Artigo publicado em 31 maio 2018 | Este artigo tem 0 Comentário

“Não consigo realmente suportar Seres Humanos às vezes – sei que todos têm os problemas deles como eu tenho os meus – mas estou realmente cansada demais para isso. Tentar entender, fazer concessões, ver certas coisas isso simplesmente me esgota.” Marilyn Monroe.

INTRODUÇÃO

O presente artigo é uma releitura do artigo deste blog: “Marilyn Monroe a Diva Borderline”. Portanto, pretende revelar um pouco sobre a vida de Marilyn Monroe, um símbolo sexual que simbolizou o desejo de ser mulher – Marilyn é o simbólico-imaginário no desejo de Ser na maioria das mulheres e o desejo de Possuir na maioria dos homens. Inspira até hoje, boa parte das mulheres. Mas no interior daquela diva habitava uma fragilidade emocional e uma personalidade dependente.

E a razão pela qual a figura de Marilyn segue fascinando jovens e mulheres, além de ser objeto de desejo masculino, é para o escritor francês Michel Schneider, o fato de que “nela converge uma encruzilhada de vários mitos: a mulher de grande beleza, mas mal amada, a da celebridade com morte trágica e a da pessoa que chega ao sucesso apesar da infância tortuosa”.

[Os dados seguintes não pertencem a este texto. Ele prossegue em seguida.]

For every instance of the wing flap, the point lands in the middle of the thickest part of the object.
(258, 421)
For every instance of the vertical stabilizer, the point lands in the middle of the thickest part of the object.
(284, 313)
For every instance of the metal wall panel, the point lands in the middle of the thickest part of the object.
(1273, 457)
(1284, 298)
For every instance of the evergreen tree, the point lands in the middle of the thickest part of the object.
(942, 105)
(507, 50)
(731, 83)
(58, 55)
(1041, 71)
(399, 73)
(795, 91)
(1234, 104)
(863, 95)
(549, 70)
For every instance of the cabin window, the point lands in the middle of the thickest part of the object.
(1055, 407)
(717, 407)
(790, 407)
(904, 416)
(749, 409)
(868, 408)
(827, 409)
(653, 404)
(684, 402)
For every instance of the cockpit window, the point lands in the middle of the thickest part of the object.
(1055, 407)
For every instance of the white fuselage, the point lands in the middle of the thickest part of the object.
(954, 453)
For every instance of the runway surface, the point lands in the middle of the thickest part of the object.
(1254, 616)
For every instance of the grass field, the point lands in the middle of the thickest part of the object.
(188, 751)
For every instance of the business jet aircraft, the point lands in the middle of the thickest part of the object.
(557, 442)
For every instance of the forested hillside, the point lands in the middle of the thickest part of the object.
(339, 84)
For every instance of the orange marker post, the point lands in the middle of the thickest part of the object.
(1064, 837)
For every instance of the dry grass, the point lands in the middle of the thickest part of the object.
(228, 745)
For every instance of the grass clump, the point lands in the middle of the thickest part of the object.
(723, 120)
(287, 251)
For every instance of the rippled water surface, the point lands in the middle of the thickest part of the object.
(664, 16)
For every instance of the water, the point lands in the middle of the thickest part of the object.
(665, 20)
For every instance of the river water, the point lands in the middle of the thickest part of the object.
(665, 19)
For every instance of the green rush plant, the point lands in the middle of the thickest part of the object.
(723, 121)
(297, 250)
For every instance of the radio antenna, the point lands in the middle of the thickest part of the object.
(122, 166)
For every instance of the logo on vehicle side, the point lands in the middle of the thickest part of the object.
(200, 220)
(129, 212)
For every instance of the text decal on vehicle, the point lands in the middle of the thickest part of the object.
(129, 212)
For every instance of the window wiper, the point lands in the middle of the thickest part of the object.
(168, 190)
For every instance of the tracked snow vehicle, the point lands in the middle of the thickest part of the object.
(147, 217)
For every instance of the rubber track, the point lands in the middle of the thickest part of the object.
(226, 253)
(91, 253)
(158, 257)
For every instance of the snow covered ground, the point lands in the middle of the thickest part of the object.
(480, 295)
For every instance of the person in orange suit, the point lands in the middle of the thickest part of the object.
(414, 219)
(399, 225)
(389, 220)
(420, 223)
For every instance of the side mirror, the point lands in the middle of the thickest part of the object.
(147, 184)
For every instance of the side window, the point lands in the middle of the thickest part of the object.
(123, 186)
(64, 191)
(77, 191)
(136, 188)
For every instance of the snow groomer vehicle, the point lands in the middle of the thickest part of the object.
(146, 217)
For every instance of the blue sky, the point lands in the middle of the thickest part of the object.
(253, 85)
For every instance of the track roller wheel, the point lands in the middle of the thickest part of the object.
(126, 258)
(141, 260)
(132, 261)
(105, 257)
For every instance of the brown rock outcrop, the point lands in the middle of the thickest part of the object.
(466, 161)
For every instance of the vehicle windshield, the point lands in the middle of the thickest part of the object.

A irreparável sensação de abandono provocada pela ausência de sua mãe desde os primeiros momentos de sua vida obrigaram Marilyn a querer existir pelo olhar dos outros, sua máxima ilusão era a de existir para alguém”.

DA COMITIVA

Ela possuía uma comitiva que a seguia e a tratava com carinho, satisfazendo seus caprichos e vontades. Dessa forma, era protegida de ser tocada em sua delicada/fina superfície psíquica. A estrela buscava e exigia o “olhar do outro”, para ter afirmação da sua existência enquanto uma celebridade. Diante da admiração e veneração do “outro” ela projetava-se e, assim, havia uma transferência dos seus sentimentos. O objeto de amor para Marilyn era aquele que autorizava a ocupar o lugar de estrela e reconhecimento pela sua carreira.

DO HUMOR

A diva apresentava um humor que oscilava. Em seus momentos de queda emocional, ela elege uma pessoa com quem estabelece um protagonismo psíquico, que se assemelha muito a relação analítica do Borderline (Transtorno de personalidade limítrofe).

DA MÁSCARA

Norma Jean Baker, a menina que sofria de constante abandono, inventou a máscara de Marilyn Monroe para conseguir ser amada – uma fantasia que se voltou contra ela mesma ao transformá-la em um ilusório objeto de desejo de fragilidade extrema e de virtudes ignoradas que não pôde fugir de um trágico final.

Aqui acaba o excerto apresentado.